It is easy to identify the differences and to do it quickly. When I arrived in Mexico I had the pleasure of testing all kinds of new foods, very different from the Tex-Mex food that passes for Mexican cuisine in States. Now I eat picante on freshly made tortillas or quesadillas filled with nopales or rajas for lunch served between 2:00 and 3:00 in the afternoon, and I can buy a variety of fried foods from any number of vendors that crowd the streets. I am resigned to the idea that waking up early to finish errands before work is impossible since businesses do not open until at least 9am and more often 10am. I rely on the corner store for quick access to milk or cheese and on the markets that spring up around the city selling fresh fruits and vegetables. I take for granted the extensive and secure bus system that reaches all the vast parts of Mexico. The education experience for the children I know in places like the state of Guerrero includes rote learning and months where classes are held less than 50 percent of the days. And this passes as normal. While I am one border crossing away from my home, I feel worlds apart.
After more than a week in Honduras, comparisons abound. Again it is easy to identify the glaring differences between two countries that while sharing a language, seem worlds apart. The hot and humid days begin before 8am with a heavy breakfast of eggs, refried beans, cheese and tortillas. I do not have to wait until mid afternoon to lunch on baleadas (large flour tortillas filled with beans, eggs and dry crumbly cheese) or tejadas (fried plantains). In talking with the Mennonite Central Committee (MCC) workers, I quickly realize that it is not safe to be out at night alone in cities like San Pedro Sula, especially as a woman. Most have been mugged at some point during their time, losing only material wealth like money, cell phones or cameras. There is a heightened sense of insecurity. The bus system feels chaotic with people shouting destinations, luring us to repainted school buses for long, hot bus rides across a country a quarter of the size of Mexico.
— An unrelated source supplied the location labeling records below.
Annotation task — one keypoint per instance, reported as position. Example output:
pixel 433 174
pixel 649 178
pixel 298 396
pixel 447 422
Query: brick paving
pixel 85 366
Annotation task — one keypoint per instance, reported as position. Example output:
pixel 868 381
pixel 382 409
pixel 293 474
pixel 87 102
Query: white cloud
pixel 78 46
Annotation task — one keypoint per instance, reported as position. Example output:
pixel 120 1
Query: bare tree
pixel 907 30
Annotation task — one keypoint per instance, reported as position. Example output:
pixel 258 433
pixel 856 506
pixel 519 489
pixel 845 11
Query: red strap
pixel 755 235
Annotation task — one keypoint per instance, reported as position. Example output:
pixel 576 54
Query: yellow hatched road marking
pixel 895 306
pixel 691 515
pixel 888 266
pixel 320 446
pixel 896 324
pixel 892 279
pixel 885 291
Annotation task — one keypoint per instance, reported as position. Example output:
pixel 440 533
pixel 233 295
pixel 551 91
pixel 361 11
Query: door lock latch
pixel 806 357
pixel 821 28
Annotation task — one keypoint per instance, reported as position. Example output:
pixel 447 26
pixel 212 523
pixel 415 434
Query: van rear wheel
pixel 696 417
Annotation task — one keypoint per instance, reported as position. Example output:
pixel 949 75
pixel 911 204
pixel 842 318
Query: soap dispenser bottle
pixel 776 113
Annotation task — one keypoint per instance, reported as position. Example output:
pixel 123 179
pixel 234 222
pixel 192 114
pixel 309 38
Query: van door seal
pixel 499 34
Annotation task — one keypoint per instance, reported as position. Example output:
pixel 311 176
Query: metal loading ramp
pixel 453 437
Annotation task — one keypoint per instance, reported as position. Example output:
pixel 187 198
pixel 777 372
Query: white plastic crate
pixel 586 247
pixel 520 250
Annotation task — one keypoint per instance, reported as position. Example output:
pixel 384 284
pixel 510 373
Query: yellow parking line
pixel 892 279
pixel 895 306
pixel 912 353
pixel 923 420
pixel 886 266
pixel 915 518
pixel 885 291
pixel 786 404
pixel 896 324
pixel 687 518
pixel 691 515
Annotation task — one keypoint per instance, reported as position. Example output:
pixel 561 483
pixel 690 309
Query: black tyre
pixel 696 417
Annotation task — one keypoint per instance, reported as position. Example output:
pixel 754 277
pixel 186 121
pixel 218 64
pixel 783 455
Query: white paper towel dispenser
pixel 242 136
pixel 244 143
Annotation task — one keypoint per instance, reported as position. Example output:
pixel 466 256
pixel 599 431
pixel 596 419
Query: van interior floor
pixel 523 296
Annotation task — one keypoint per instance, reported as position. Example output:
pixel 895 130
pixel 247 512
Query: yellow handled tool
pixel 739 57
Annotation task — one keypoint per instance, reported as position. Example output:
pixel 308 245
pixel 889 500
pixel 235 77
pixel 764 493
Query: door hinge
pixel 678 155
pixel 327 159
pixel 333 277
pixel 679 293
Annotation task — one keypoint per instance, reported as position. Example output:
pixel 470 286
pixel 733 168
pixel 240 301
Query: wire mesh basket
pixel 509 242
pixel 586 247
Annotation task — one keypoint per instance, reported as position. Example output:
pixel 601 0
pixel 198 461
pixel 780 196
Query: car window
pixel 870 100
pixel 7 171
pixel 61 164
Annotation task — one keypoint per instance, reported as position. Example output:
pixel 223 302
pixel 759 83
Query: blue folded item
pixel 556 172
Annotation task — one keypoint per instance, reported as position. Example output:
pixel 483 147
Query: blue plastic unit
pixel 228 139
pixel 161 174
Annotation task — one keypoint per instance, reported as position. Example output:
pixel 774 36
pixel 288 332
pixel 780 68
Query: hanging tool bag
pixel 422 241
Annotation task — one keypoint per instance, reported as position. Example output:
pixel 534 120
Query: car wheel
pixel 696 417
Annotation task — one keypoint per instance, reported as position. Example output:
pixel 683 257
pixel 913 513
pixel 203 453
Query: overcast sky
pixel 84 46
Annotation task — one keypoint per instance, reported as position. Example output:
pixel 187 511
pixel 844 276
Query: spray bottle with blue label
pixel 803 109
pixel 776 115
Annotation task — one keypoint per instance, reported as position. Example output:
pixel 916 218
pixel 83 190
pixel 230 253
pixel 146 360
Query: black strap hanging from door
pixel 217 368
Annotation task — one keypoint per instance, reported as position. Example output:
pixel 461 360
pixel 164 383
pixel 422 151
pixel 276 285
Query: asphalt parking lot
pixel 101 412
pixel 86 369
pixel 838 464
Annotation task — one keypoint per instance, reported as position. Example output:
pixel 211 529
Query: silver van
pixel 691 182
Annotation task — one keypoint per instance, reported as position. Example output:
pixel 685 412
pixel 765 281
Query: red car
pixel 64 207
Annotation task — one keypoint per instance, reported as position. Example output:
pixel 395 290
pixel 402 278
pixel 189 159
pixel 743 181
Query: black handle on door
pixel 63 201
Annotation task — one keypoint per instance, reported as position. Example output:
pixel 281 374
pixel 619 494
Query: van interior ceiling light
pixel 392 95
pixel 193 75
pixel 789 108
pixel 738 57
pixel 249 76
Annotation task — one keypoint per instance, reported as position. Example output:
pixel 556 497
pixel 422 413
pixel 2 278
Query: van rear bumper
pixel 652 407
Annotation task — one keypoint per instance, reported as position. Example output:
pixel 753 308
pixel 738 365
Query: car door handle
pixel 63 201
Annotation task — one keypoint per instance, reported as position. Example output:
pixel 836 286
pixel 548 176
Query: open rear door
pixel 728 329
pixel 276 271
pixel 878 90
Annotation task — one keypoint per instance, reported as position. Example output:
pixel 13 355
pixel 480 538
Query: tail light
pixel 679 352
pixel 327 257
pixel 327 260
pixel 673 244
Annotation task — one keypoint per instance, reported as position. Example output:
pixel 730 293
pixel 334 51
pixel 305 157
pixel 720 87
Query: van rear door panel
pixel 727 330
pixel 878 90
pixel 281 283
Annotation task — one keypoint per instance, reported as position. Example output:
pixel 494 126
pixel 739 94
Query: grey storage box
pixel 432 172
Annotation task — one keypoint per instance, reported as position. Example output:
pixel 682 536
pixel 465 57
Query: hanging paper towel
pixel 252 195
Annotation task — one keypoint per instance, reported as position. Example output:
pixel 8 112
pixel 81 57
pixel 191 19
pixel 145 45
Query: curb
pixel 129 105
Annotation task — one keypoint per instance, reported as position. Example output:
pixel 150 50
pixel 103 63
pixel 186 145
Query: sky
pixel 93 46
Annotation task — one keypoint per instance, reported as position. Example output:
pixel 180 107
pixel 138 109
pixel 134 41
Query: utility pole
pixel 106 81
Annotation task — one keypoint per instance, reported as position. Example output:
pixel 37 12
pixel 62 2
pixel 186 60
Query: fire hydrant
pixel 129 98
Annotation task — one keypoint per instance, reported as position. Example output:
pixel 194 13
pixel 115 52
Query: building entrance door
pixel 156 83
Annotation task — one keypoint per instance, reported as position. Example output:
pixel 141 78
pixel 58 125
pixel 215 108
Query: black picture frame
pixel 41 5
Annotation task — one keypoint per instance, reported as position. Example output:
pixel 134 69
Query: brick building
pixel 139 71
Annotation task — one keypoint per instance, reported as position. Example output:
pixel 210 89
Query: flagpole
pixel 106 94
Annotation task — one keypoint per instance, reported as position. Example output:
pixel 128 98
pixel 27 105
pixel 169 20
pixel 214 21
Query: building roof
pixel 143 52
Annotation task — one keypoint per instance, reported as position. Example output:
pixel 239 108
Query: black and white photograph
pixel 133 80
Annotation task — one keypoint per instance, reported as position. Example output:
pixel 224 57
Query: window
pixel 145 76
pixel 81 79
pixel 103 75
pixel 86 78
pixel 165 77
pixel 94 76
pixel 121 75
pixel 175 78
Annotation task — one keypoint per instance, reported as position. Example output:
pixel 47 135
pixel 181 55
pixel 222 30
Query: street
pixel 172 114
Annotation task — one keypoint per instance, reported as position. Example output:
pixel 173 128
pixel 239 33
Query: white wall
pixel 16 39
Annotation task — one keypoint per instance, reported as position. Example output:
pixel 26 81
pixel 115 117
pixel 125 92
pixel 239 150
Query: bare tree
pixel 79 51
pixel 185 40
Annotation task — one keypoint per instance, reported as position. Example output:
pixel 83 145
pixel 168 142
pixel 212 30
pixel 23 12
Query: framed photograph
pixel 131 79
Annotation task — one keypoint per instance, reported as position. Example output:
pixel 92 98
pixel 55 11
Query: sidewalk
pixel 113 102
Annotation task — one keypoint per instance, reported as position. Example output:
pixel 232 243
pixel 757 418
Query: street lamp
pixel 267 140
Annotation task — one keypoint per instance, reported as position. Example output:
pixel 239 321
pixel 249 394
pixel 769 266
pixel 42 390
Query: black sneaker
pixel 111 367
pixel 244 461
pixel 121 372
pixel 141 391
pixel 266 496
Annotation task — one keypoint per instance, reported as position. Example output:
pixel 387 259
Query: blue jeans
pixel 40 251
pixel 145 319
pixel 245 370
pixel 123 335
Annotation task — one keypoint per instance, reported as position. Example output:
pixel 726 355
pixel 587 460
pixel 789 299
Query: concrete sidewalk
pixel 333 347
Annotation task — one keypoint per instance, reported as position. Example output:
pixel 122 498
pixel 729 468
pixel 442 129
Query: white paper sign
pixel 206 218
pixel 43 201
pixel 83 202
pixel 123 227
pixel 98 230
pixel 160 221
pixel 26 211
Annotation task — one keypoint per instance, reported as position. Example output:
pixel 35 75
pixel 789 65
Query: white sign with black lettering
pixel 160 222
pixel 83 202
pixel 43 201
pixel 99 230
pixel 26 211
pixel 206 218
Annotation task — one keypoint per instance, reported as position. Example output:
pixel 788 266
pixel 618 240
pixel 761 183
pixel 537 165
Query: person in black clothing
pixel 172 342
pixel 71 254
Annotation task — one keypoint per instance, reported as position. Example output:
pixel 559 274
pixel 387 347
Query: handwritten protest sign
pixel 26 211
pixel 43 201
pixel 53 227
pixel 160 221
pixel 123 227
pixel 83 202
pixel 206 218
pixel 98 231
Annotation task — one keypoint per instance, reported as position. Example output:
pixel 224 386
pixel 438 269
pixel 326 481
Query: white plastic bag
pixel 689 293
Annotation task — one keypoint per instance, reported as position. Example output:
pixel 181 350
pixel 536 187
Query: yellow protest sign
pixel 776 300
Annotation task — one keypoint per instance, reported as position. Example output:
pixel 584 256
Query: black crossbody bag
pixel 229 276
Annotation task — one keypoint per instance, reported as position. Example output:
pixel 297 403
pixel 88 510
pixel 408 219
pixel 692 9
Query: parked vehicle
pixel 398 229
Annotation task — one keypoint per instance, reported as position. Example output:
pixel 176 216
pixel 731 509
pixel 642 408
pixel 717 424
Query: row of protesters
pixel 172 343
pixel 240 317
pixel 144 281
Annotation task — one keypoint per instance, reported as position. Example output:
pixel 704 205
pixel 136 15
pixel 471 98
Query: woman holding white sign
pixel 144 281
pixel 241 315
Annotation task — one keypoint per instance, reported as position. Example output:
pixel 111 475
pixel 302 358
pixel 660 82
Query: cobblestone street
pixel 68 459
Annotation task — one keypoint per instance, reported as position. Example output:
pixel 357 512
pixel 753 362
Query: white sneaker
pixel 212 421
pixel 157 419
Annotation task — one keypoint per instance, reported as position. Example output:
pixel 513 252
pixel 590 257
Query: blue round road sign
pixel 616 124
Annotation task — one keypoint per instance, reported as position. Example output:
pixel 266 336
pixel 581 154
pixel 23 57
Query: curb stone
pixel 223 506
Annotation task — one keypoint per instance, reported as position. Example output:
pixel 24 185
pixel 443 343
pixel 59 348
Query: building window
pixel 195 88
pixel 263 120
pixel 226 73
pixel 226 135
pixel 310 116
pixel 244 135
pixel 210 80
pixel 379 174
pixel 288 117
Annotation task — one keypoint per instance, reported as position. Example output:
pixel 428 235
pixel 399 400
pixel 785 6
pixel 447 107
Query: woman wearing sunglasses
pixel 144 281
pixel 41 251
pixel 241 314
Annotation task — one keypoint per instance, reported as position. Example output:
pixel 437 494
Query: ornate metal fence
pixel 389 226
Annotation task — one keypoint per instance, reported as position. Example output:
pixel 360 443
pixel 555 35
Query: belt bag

And yet, underneath these obvious differences, are we worlds apart? What is it that tips the balance in society? What does it take to create a breakdown in trust in communities or lack of faith in the legal and judicial system? Thus far shielded from the violence of the narcotraficantes (drug traffickers), will this violence permeate Mexican society and filter through communities in the US? How can we respond in our communities, worlds apart, yet connected and dependant on one another?